To assess the effects and toxicity of proton and photon adjuvant radiotherapy (RT) in people with biopsy-confirmed chordoma.
We searched CENTRAL (2021, Issue 4); MEDLINE Ovid (1946 to April 2021); Embase Ovid (1980 to April 2021) and online registers of clinical trials, and abstracts of scientific meetings up until April 2021.
We included adults with pathologically confirmed primary chordoma, who were irradiated with curative intent, with protons or photons in the form of fractionated RT, SRS (stereotactic radiosurgery), SBRT (stereotactic body radiotherapy), or IMRT (intensity modulated radiation therapy). We limited analysis to studies that included outcomes of participants treated with both protons and photons.
The primary outcomes were local control, mortality, recurrence, and treatment-related toxicity. We followed current standard Cochrane methodological procedures for data extraction, management, and analysis. We used the ROBINS-I tool to assess risk of bias, and GRADE to assess the certainty of the evidence.
We included six observational studies with 187 adult participants. We judged all studies to be at high risk of bias. Four studies were included in meta-analysis.

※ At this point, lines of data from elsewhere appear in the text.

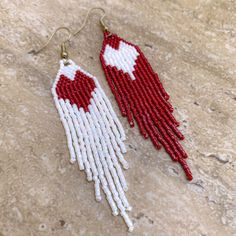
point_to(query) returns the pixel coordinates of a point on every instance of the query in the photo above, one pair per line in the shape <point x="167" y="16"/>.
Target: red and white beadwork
<point x="94" y="134"/>
<point x="141" y="96"/>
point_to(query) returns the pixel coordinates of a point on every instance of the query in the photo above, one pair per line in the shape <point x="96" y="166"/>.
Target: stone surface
<point x="192" y="46"/>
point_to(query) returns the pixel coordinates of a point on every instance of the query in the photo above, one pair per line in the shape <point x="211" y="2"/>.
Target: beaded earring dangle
<point x="140" y="94"/>
<point x="94" y="134"/>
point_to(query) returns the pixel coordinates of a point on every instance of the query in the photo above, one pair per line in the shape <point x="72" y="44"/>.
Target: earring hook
<point x="103" y="25"/>
<point x="64" y="54"/>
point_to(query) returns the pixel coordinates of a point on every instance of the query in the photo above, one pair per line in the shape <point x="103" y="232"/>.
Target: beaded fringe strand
<point x="141" y="96"/>
<point x="94" y="135"/>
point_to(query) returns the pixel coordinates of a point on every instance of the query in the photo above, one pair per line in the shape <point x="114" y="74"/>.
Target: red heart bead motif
<point x="78" y="91"/>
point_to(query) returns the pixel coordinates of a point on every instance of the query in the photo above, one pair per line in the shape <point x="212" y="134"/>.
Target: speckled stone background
<point x="192" y="45"/>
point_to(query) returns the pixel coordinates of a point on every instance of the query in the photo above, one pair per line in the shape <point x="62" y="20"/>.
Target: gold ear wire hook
<point x="64" y="53"/>
<point x="104" y="27"/>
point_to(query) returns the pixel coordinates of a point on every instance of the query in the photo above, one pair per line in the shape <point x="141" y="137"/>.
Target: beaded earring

We are uncertain if proton compared to photon therapy worsens or has no effect on local control (hazard ratio (HR) 5.34, 95% confidence interval (CI) 0.66 to 43.43; 2 observational studies, 39 participants; very low-certainty evidence).

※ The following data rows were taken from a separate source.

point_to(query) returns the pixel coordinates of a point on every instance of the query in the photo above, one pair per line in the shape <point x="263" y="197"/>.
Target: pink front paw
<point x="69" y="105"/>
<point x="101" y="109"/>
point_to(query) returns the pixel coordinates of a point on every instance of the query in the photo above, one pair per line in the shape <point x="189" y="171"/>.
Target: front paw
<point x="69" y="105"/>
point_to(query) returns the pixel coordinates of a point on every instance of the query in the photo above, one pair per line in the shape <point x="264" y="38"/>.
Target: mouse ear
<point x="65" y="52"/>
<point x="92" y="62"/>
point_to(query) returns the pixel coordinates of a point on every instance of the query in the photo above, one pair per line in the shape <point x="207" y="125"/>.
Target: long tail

Median survival time ranged between 45.5 months and 66 months. We are uncertain if proton compared to photon therapy reduces or has no effect on mortality (HR 0.44, 95% CI 0.13 to 1.57; 4 observational studies, 65 participants; very low-certainty evidence).

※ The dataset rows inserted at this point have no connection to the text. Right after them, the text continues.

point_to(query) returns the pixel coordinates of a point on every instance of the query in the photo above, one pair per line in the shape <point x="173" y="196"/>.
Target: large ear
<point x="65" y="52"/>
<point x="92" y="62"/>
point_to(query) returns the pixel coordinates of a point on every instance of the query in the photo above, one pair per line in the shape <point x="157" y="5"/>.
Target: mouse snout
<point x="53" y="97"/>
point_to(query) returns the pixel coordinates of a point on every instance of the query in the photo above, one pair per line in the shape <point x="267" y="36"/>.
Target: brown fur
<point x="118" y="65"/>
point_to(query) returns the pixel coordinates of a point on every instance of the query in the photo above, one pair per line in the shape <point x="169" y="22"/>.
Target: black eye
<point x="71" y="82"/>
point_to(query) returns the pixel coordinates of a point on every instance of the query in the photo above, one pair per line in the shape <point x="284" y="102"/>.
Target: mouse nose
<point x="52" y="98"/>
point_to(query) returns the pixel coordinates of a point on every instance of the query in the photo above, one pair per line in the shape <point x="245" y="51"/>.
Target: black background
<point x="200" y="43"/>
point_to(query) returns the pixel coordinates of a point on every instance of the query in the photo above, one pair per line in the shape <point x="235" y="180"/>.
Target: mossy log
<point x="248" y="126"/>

Median recurrence-free survival ranged between 3 and 10 years. We are uncertain whether proton compared to photon therapy reduces or has no effect on recurrence (HR 0.34, 95% CI 0.10 to 1.17; 4 observational studies, 94 participants; very low-certainty evidence).
One study assessed treatment-related toxicity and reported that four participants on proton therapy developed radiation-induced necrosis in the temporal bone, radiation-induced damage to the brainstem, and chronic mastoiditis; one participant on photon therapy developed hearing loss, worsening of the seventh cranial nerve paresis, and ulcerative keratitis (risk ratio (RR) 1.28, 95% CI 0.17 to 9.86; 1 observational study, 33 participants; very low-certainty evidence). There is no evidence that protons led to reduced toxicity.
There is very low-certainty evidence to show an advantage for proton therapy in comparison to photon therapy with respect to local control, mortality, recurrence, and treatment related toxicity.